To render the sound of the personal pronoun "I," Margaret
Mitchell writes it as "Ah" in Gone with the Wind.
At
the beginning of September, Mary left for Belgium. She had introduced Renee to
her acquaintances, most importantly to her old friend and our neighbor Rose
Quillen, a former schoolteacher who now worked at the post office. She was to
be our mentor -- our nanny -- throughout our stay. Mary had also made Renee
familiar with the city and its shops, especially the supermarket, a novelty for
a Belgian in 1958. She'd taken her around the surrounding area and up into
Virginia. Gate City is the nearby town where she went to buy her whisky.
The
French spoken by this teacher of French was really quite elementary. I needn't
have been embarrassed at my English, which after all was not the language that
I taught. We only conversed in English. I did fine and was at ease everywhere.
But Renee had only studied the Assimil method for three months, and without the
records, which were too expensive! Of course those were three months during
which she applied herself with her usual perseverance. But I would always
regret that the short learning period, together with her timidity and lack of
confidence in her ability, did not seem to me to prepare her to be thrown into
a foreign language, especially when there was somebody right there who taught
French. Indeed, even when the ladies were by themselves, they spoke English to
one another!
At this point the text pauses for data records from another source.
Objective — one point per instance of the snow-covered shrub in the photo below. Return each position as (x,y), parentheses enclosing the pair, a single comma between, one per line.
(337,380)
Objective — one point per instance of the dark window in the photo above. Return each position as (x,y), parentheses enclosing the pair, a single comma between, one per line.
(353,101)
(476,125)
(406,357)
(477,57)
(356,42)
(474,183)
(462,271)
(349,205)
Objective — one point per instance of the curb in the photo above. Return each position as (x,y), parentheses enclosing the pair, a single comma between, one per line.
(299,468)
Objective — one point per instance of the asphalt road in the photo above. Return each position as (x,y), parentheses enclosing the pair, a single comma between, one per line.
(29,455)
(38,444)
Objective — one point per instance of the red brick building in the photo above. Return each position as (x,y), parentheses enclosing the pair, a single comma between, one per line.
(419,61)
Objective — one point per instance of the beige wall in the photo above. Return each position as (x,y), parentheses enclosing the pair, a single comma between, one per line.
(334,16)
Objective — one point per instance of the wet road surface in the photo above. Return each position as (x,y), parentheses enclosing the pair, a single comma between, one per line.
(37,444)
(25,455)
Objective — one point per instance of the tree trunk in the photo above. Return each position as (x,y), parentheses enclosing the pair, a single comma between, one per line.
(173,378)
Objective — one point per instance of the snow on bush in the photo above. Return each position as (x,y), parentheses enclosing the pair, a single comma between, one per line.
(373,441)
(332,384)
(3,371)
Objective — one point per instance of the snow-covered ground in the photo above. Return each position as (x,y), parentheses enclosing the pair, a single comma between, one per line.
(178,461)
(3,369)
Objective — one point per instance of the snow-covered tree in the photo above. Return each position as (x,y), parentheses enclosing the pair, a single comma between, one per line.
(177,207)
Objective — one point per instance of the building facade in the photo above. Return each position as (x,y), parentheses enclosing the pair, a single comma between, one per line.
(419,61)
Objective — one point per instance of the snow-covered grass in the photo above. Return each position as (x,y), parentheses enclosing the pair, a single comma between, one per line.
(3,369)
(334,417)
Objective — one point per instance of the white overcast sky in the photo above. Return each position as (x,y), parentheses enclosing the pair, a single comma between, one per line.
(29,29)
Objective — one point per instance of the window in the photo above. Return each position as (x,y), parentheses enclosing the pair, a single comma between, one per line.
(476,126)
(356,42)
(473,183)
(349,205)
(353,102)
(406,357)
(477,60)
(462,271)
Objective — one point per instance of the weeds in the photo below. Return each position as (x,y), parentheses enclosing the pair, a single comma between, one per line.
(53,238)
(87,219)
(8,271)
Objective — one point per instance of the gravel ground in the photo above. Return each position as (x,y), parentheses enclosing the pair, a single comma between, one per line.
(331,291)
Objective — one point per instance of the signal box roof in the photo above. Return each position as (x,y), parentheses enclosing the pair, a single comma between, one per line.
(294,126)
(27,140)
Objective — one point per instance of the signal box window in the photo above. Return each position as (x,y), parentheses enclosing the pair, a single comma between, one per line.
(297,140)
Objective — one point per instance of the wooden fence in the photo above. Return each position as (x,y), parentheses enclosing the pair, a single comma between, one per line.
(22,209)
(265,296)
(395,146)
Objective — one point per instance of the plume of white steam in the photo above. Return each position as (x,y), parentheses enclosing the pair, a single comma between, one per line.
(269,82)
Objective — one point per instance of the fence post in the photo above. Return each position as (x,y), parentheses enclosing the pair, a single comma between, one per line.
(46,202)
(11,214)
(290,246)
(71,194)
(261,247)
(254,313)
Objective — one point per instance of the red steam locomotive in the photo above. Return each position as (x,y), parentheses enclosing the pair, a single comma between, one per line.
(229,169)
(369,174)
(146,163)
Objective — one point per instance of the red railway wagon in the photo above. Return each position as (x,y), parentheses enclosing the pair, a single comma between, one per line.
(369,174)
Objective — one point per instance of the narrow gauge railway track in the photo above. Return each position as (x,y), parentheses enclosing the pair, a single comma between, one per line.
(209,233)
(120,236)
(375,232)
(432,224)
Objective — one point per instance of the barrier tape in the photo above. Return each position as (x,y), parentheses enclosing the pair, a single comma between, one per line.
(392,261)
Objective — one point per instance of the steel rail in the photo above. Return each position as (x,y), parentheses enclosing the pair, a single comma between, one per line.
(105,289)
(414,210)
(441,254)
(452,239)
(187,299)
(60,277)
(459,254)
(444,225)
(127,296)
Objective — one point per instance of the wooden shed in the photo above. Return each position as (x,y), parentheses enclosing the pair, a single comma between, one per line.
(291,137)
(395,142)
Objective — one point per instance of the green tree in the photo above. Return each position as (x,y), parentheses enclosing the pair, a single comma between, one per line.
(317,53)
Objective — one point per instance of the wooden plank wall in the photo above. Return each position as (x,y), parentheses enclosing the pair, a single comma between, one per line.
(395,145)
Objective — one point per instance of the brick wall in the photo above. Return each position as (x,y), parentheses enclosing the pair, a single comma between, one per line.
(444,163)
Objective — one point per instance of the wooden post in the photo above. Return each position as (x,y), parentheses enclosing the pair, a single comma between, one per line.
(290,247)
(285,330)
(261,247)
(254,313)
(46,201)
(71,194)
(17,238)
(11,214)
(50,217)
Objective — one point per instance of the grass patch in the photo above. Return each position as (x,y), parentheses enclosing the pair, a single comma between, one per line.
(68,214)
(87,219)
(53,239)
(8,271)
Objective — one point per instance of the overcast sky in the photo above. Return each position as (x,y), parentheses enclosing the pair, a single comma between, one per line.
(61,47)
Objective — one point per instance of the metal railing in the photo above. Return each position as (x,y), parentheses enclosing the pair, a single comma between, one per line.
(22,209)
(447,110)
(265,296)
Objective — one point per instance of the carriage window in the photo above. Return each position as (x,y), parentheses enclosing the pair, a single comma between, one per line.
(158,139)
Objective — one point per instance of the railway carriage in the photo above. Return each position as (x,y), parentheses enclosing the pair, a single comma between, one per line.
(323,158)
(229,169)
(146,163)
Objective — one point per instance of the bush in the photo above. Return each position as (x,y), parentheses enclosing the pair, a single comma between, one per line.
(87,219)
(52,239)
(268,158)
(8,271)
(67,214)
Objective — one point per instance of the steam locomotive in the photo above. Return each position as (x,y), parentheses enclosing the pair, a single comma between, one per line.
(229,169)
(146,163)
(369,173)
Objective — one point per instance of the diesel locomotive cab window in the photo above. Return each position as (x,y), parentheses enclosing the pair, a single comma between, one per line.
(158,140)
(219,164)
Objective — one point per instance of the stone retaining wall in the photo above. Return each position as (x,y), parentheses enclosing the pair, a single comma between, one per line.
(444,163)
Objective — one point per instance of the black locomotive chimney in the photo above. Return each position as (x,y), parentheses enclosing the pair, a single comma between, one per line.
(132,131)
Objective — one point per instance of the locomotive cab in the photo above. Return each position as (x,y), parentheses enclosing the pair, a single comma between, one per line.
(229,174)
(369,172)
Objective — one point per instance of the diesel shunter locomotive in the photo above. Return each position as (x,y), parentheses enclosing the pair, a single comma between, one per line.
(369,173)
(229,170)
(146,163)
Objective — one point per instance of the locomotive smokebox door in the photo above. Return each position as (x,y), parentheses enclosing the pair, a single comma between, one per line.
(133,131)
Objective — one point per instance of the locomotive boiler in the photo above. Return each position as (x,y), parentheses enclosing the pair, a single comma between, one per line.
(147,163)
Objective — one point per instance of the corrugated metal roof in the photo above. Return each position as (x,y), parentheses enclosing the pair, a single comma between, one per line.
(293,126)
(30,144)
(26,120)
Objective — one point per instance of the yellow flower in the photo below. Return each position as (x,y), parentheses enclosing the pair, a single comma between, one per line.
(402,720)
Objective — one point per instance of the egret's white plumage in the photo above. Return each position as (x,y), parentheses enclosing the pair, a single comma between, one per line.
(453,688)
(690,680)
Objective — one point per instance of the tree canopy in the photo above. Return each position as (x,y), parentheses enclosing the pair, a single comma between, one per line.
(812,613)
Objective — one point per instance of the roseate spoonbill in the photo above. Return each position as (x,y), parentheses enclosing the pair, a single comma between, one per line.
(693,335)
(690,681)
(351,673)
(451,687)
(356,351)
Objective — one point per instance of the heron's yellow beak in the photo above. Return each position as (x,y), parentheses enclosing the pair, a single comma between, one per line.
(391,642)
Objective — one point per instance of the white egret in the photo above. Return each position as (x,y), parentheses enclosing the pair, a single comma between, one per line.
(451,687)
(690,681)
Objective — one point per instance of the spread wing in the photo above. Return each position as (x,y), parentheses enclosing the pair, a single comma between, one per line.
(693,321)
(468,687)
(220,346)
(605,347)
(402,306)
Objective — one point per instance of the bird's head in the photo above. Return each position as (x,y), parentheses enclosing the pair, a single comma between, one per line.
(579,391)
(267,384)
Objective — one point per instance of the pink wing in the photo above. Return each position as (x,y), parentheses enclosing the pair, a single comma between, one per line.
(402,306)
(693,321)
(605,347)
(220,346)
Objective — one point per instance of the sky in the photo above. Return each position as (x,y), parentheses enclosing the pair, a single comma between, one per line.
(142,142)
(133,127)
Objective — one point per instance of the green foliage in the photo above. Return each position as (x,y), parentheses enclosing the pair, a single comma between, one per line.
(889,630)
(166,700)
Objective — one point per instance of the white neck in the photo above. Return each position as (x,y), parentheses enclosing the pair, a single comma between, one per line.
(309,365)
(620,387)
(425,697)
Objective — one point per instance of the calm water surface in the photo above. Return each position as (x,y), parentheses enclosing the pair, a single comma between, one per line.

It was all for the best, as it turned out, because it gave my wife
the assurance she needed to get through the overwhelming change in her very
tranquil life provoked by her adventurous husband.
Very
sorry to see Mary go -- because she was delightful and we had gotten attached
to her -- we then found ourselves alone in the house. We had rented it from her
at an attractive price, but it lacked the comfort that we expected to find in
the United States, and even that of our home in Chatelet. We didn't bother to
look for an apartment that might have been more comfortable but more expensive.
With just one salary, particularly the modest one in Tennessee compared to that
of other states, we wanted to save as much as possible so as to be able to
visit other parts of the United States.
As
it was, we made do with the bare minimum: two bedrooms, one bathroom, a big
kitchen. The living room was poorly furnished: a worn-out couch and the
indispensable rocking chair. There was no television even though in 1958 most
homes had them. The radio was shabby.
There
was also a study where Mary had so much stuff that it was unusable. I can't
recall if that's where her library was. Anyway, I never borrowed a single book.
The
old steam boiler for the natural gas central heating system didn't like us very
much. When the thermostat, set at night to 60 degrees Fahrenheit, decided it
was time to get going, the too-abruptly-expanded cast-iron radiators protested
with such a loud clanging that it woke us up.